C'est alors la vie de cette famille qui bascule. En quelques instants, devant Pierre paniqué, et leurs propres enfants qui écoutent la conversation, le couple doit trancher un terrible dilemme : doivent-ils abandonner Ralph à une mort certaine, ou le protéger et risquer leur propre arrestation ? "Malgré l'urgence, Jacques s'octroie quelques minutes de réflexions", raconte aujourd'hui Jean-Christophe Dubuisson - leur arrière-petit-fils. Une option consiste à accueillir Ralph au sein de la maison familiale. Mais personne ne peut dire que Pierre n'a pas été suivi. Ce plan est trop risqué. Comme tous les jours, Jacques prend alors, seul, le chemin de son bureau au Musée du Cinquantenaire. Il charge son fils d'y conduire Ralph, une demi-heure plus tard et dans la plus grande discrétion. C'est ainsi que ce dernier, qui a été réveillé à l'aube par des cris et les bruits de bottes allemands dans l'escalier, "baigne en soirée dans le silence feutré du bureau du Conservateur du Musée royal du Cinquantenaire". "En journée, je te ferai passer pour mon stagiaire, lui dit Jacques Breuer. Et la nuit, tu dormiras dans mon bureau." Ralph n'a d'autre choix que de faire confiance à son protecteur qui aura la lourde tâche, le lendemain matin, de lui apprendre que ses parents - Edith et Erich - ont été arrêtés square Vergote.

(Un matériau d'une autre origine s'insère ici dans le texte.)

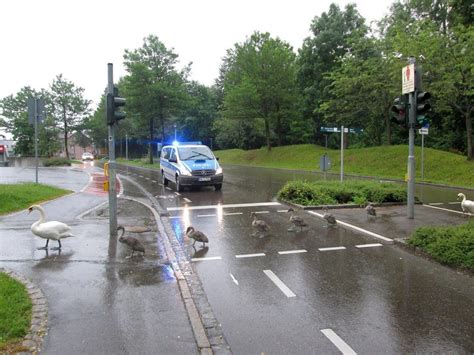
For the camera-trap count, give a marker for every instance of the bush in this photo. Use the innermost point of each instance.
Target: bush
(57, 162)
(333, 192)
(448, 245)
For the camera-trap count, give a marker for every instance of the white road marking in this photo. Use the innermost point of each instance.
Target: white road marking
(234, 279)
(369, 245)
(336, 340)
(447, 209)
(249, 255)
(331, 248)
(292, 251)
(372, 234)
(225, 206)
(276, 280)
(207, 258)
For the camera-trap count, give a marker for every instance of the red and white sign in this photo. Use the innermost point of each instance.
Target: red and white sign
(408, 79)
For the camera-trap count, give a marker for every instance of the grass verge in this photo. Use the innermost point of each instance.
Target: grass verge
(15, 312)
(333, 192)
(16, 197)
(453, 245)
(384, 162)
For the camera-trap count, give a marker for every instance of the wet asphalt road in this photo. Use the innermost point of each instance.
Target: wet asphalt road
(288, 293)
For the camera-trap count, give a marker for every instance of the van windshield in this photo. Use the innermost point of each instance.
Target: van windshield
(195, 153)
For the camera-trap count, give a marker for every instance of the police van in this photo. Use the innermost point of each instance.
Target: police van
(190, 164)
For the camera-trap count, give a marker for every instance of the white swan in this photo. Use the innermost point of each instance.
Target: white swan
(466, 205)
(49, 230)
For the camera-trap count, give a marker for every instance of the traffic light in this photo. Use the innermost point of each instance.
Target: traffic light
(399, 110)
(114, 102)
(422, 107)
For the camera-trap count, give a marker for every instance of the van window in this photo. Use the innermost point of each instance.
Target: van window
(165, 153)
(173, 154)
(195, 153)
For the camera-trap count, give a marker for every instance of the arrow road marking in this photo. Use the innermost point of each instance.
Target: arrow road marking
(336, 340)
(276, 280)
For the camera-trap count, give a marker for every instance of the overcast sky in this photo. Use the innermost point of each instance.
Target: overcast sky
(41, 39)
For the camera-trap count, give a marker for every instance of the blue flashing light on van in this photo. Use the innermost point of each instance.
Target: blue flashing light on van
(190, 164)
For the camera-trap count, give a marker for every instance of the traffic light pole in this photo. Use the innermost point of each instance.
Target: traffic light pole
(112, 180)
(411, 152)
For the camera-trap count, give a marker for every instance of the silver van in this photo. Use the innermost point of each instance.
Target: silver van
(190, 165)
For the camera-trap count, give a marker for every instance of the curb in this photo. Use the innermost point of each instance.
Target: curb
(39, 314)
(196, 319)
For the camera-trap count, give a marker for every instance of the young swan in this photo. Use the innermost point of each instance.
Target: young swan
(466, 205)
(132, 242)
(261, 226)
(296, 220)
(197, 236)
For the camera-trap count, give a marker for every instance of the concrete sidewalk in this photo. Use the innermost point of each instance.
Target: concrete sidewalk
(98, 299)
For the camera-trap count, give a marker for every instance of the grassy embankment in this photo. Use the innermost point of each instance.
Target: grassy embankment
(15, 314)
(15, 197)
(383, 162)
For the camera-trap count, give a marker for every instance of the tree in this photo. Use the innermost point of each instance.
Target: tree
(260, 83)
(15, 111)
(154, 87)
(68, 106)
(334, 34)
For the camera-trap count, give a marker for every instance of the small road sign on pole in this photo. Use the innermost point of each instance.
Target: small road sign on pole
(408, 79)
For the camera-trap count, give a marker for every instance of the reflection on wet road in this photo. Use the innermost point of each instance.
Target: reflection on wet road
(323, 289)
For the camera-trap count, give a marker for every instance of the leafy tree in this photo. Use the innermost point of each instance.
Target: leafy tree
(260, 83)
(15, 112)
(154, 88)
(67, 106)
(334, 34)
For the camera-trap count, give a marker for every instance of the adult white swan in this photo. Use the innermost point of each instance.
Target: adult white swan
(49, 230)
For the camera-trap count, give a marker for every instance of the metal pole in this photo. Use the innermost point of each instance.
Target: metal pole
(422, 157)
(411, 152)
(342, 153)
(112, 182)
(126, 147)
(36, 139)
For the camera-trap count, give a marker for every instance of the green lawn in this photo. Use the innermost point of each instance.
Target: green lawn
(16, 197)
(15, 312)
(453, 245)
(384, 162)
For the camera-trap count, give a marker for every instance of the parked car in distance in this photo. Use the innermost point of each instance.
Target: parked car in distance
(87, 156)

"Ralph n’a jamais pu reconstruire sa vie"
Comme des milliers de Juifs, Edith et Erich passeront par le siège de la Gestapo, avenue Louise, avant de rejoindre la caserne Dossin près de Malines, puis Auschwitz, où ils seront gazés.
Caché par les Breuer jusqu'à la Libération, Ralph sera sauvé. Rongé par la culpabilité, la solitude, la perte des siens, il quitte la Belgique après l'armistice, passe d'un pays à l'autre, cherche la vérité sur la mort de ses parents, exerce diverses professions et se marie en Hollande. "Il n'a jamais vraiment pu reconstruire sa vie, raconte aujourd'hui Jean-Christophe Dubuisson. Son existence aura été broyée par la grande Histoire. Jusqu'à sa mort en 1998, il reviendra régulièrement en Belgique pour remercier les Jonnart et les Breuer." De leur côté, ces familles se lieront par le mariage de deux leurs enfants. Leurs noms sont aussi inscrits sur le mur du mémorial Yad Vashem à Jérusalem : Jacques et Germaine Breuer, ainsi que leur fils Jean (volontaire de guerre tué aux Pays-Bas en 1945) sont comme les Jonnart reconnus "Justes parmi les nations".

"Ils ont répondu présent"
Cette histoire, relatée avec finesse par l’historien Jean-Christophe Dubuisson, rend compte de la vie bruxelloise sous l’occupation. Son ouvrage est le témoignage de l’horreur nazie tout autant que celui d’une émouvante communion de justes : les Breuer, les Jonnart, mais aussi de nombreux complices - le père jésuite Charles Brunin du Collège Saint-Michel qui cacha des élèves juifs, Joseph-Octave Note, le concierge du Musée du Cinquantenaire qui aida Ralph à s’y dissimuler, ou l’avocat Jean de Launoy qui prit des risques pour que la famille Jonnart puisse revoir une dernière fois leur mari et père Albert, détenu près de Saint-Omer.
Qu'est-ce qui fit la force de ces femmes et ces hommes qui auraient pu trouver de nombreuses et sincères excuses pour ne pas risquer leur vie ? "Nos familles étaient soutenues par une foi profonde et de grandes valeurs humanistes", répondent aujourd'hui Jean-Christophe Dubuisson et Bénédicte Jonnart qui a longtemps étudié la vie de ses grands-parents. "Ma grand-mère répondait très simplement à cette question, ajoute-t-elle, elle avouait que cela leur était arrivé, qu'ils ne l'avaient pas cherché, mais qu'ils avaient répondu présent."